Like Jezebel centuries earlier, Herodias did not like this man speaking out against her, and wanted to kill him. [Mark 6:19] Herod instead had him thrown into prison where he'd be somewhat more "protected"-- or so he thought. Herodias's daughter, Salome, performed a dance that pleased Herod so much that a promise of "anything she wanted-- up to half of his Kingdom" [Mark 6:23] And Herodias had her ask for John the Baptist's head. That was the end of John.

Jesus's disciples had enough schooling in the Old Testament to remember the promise from Malachi that Elijah would return before the messiah. So, if Jesus was the messiah, where was Elijah? Jesus himself answered that quite clearly: "For all the Prophets and the Law prophesied until John. And if you are willing to accept it, he is the Elijah who was to come." [Matthew 11:13-14]

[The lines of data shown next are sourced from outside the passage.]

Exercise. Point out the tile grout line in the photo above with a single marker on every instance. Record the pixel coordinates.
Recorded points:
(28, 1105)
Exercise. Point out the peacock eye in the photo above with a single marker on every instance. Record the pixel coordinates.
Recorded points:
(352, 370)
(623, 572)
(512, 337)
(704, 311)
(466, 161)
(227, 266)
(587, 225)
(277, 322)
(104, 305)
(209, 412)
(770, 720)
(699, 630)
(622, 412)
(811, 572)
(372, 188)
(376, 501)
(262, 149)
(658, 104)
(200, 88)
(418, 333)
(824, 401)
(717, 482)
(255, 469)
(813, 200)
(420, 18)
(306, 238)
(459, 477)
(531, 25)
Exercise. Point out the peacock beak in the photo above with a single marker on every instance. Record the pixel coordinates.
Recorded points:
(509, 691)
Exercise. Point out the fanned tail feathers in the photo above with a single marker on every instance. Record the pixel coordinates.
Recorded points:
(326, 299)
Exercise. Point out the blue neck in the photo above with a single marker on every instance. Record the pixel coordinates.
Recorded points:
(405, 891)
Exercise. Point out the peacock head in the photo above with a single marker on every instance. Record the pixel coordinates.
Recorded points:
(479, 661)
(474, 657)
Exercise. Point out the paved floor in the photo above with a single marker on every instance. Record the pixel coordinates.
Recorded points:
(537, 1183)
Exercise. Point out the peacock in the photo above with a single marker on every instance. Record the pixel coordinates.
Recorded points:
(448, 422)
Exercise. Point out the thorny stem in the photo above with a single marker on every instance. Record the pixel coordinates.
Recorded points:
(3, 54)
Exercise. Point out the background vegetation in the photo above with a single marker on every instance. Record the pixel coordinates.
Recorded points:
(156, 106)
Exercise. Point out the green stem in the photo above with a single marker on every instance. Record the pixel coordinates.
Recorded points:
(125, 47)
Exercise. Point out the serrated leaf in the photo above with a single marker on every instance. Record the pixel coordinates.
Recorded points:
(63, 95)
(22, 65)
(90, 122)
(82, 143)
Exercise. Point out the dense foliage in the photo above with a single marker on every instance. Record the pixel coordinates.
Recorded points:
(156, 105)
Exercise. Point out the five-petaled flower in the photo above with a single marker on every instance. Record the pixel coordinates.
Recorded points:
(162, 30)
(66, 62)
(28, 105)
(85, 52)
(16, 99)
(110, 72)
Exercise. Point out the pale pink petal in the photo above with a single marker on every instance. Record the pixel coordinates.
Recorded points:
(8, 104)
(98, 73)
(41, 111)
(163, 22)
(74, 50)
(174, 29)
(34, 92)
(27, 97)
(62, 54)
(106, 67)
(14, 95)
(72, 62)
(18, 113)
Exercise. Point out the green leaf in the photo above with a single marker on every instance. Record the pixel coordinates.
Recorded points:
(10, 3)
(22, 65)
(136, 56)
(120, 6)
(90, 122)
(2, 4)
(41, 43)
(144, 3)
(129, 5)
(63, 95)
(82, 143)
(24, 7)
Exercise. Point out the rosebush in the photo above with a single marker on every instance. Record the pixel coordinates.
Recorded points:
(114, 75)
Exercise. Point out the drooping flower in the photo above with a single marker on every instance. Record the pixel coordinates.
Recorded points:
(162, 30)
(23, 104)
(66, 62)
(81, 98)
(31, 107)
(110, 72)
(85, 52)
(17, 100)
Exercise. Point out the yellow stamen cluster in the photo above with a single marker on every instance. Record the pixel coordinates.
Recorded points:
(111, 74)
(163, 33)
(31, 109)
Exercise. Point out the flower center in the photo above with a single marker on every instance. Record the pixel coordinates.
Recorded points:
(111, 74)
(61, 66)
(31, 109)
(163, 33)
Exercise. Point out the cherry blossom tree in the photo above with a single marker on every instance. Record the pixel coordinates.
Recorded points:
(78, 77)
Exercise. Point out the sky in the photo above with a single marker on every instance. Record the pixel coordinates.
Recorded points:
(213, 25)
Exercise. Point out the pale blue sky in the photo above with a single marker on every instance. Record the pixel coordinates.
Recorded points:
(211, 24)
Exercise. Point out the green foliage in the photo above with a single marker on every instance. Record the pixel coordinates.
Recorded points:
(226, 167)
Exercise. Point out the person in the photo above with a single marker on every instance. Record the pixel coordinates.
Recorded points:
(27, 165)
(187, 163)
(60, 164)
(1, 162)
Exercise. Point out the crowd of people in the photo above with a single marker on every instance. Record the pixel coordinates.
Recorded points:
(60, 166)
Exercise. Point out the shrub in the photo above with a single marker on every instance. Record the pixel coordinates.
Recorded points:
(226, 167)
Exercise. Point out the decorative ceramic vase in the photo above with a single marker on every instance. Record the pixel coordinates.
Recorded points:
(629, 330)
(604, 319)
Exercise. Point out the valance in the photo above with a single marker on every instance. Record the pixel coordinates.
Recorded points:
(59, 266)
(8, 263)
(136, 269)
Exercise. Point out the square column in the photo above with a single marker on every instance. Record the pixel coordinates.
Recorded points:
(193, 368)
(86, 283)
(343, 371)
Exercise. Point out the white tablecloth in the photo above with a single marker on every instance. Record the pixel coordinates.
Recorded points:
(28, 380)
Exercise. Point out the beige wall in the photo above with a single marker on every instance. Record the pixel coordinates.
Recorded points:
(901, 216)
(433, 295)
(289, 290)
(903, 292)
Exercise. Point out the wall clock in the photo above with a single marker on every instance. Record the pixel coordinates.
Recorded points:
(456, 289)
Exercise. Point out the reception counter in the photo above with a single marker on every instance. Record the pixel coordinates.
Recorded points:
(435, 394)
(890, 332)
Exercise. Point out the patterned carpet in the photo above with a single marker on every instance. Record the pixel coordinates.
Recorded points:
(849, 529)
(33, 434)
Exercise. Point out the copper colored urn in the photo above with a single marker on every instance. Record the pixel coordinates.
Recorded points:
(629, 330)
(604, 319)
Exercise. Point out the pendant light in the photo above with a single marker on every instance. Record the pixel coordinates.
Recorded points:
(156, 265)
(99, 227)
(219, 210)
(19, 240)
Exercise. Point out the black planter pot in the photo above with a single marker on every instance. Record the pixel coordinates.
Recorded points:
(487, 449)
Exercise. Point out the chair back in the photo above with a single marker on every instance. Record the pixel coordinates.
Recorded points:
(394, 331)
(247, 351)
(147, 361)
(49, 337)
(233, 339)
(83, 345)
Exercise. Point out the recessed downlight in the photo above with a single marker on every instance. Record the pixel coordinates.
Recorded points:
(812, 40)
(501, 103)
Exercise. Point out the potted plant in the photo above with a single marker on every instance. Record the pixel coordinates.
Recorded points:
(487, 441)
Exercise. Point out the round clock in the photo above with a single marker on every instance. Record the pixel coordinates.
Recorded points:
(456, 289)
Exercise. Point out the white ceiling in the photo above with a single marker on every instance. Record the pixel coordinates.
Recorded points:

So John the Baptist claimed not to be Elijah, but Jesus said he was. While John the Baptist was not have the name or memories of Elijah, he had the spirit, power, and tempermant of him. He was cut from the same mold as Elijah, yet slightly different-- he did not run from the Queen's threats as Elijah had done, but accepted imprisonment and died before Jesus's work was complete. The Jews hung on the promises of Elijah's return and waited patiently for him, even to this day. But, Jesus acknowledged John the Baptist as the Elijah that needed to come before him; who would know this subject better than he?